25 March 2010

"As Beautiful As a Bathroom"

After being a wee bit of a negative nelly in my last blog post, I'd like to be more positive this time around. That's right, dear readers, I can, in fact, display encouragement. That's basically the point of most everything I write, even the stuff that spews bile and viscera. My criticisms aim to help us - please note the first person pronoun - improve our art through thought and serious, reflective discussion, two things sorely lacking in life. I intend to write another post soon that focuses on several microcinema films that I genuinely enjoy, analyzing what I think they do correctly so that they don't bore and irritate their audience to tears. I promise not to use any examples of films I've personally been involved in, but I may use works created by people I'm acquainted with. Who needs objectivity when you've exploring subjective art, after all?

For now, however, I'd like to herald an older example of filmmaking done extremely well. It's not microcinema, but it is something very simple yet stunning, a trait we should all aim for in our own work. It is a very short sequence that shocked me, which was not something I was expecting to feel while watching an 80-year-old light comedy.


It was in a Buster Keaton film, College. If you are not familiar with Keaton's work, you are a sad, sad person. In my opinion, he was the best of the silent comedians (though, yes, Chaplin's melodrama can leave you staggered and wrung out - in a good way, of course). College is a relatively straightforward film, even by his standards: Keaton plays a bookish young man who loses his high school girlfriend when he denounces sports as a waste of time. She wants him to man up, so he follows her to the titular institution and tries out a range of physical activities to win her back from a lunkheaded lothario. I don't think I'm really spoiling anything when I tell you that at the end SURPRISE! he earns her affections once again.

Normal silent comedy plot material wrapped up in Keaton's superb physical comedy and hijinks. It's what happens after he wins back the girl that sets the film apart. (Alright, there is also a sequence of Keaton in blackface that will raise eyebrows. I don't want to condemn it as racist in a kneejerk, "Anything that makes me uncomfortable is bad!" reaction - the joke of the scene is ultimately on Keaton's character, after all - but it's still bound to inspire awkward coughing and "We don't use words like that anymore, Grandpa" thoughts.)

At the end, Keaton and his girl stride triumphantly into a church. There's a dissolve and then we see them walking back out, happily married. That's where most films end.

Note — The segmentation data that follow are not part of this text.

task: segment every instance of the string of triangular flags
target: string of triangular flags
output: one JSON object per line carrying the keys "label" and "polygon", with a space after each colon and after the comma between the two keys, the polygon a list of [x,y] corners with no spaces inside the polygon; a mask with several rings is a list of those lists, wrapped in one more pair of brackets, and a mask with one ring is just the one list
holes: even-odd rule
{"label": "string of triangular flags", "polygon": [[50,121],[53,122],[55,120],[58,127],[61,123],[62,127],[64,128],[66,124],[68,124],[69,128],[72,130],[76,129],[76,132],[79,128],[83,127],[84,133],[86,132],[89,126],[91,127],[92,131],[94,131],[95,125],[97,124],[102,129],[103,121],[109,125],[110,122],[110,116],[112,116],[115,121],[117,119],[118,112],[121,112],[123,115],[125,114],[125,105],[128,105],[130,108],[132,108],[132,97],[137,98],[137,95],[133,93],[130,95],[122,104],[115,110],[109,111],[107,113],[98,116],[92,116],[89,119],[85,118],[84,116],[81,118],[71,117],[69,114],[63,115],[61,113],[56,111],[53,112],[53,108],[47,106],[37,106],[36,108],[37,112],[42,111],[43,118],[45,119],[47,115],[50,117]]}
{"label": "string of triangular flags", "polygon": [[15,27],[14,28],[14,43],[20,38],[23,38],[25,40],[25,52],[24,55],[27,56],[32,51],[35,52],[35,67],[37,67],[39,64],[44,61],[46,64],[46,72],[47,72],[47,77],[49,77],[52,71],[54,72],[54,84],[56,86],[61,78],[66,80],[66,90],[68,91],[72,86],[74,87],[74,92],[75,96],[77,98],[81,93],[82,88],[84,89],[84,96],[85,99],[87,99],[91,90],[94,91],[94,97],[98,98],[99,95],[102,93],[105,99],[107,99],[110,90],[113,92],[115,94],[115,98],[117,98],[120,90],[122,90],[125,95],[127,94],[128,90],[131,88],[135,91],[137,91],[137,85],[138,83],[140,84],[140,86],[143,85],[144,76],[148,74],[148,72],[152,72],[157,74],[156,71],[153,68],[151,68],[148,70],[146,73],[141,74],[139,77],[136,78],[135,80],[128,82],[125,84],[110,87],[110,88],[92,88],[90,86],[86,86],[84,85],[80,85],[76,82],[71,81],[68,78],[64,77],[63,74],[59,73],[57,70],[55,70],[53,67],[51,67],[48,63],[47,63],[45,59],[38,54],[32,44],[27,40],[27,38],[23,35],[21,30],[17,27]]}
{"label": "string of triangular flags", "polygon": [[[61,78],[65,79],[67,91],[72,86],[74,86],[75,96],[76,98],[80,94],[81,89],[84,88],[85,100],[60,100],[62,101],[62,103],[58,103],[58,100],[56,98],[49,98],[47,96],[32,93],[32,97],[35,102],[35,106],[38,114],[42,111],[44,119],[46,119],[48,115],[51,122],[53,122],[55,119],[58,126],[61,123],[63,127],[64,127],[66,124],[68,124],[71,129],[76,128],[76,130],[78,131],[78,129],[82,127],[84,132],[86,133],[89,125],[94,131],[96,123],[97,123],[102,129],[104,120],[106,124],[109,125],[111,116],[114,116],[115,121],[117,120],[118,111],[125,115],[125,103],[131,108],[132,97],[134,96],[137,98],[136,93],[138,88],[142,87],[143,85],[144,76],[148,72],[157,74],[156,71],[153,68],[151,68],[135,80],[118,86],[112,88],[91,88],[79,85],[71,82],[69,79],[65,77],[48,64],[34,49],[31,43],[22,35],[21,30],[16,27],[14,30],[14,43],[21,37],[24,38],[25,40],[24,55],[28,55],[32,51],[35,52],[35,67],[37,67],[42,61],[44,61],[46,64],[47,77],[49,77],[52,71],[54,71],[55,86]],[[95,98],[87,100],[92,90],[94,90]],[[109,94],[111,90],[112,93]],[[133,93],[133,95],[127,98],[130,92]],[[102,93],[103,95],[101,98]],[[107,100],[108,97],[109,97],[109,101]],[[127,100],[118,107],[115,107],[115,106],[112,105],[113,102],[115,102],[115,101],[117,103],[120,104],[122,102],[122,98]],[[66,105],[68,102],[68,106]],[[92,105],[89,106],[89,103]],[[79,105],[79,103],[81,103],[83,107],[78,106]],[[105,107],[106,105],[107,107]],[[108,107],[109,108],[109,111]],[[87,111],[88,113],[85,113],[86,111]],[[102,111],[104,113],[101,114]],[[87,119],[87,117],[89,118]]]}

But College continues. It dissolves again and we see them several years on. She's knitting, he's smoking and reading the newspaper, and they're flanked by three children. Another dissolve, and then we see them as elderly people, he with his pipe, her beside him, both looking slightly dotty. And then a final dissolve to two tombstones side by side. Only then does "THE END" appear onscreen and the film fades out.

"Keaton, you brilliant fuck!" I wanted to shout, but settled for a laudatory "Holy shit." It takes a lot of sand to cap your light romantic comedy off with a chilling reminder of the inevitability of family routine, decline, and death. The film basically says "And nothing else of interest ever happened to these people for the rest of their lives. These events were the highlight of their existence, after which it was all downhill. Have a nice day!"

No doubt the ending has inspired reams of essays by film students and philosophers. Me? I can't help but view it as a sort of "up yours" gesture to closure. At the moment, Hard Boiled Productions (now on Facebook!) is prepping a couple of short scripts for production, one of which has an ambiguous ending. We were discussing whether to alter it in some way to provide a little more semblance of a definite ending - a simple line, a look, a gesture - that will feel more like an appropriate conclusion. While thinking about this, I watched College, and so the sequence felt like a response to the demand to know more. Keaton could have been providing an answer to those audience members who want to know "But what happened next?" You really want to know? They grew old and died. Happy now?

The sequence is also a reminder and an inspiration to those of us still making films today. It tells us that yes, we can do something new and unique and groundbreaking and just plain different without a massive budget, without heaps of new technology, without whipping up complex formats and designs in the editing bay. Using only the most basic of film building blocks, College leaves us with our jaws on the floor. Ingenuity triumphs once again.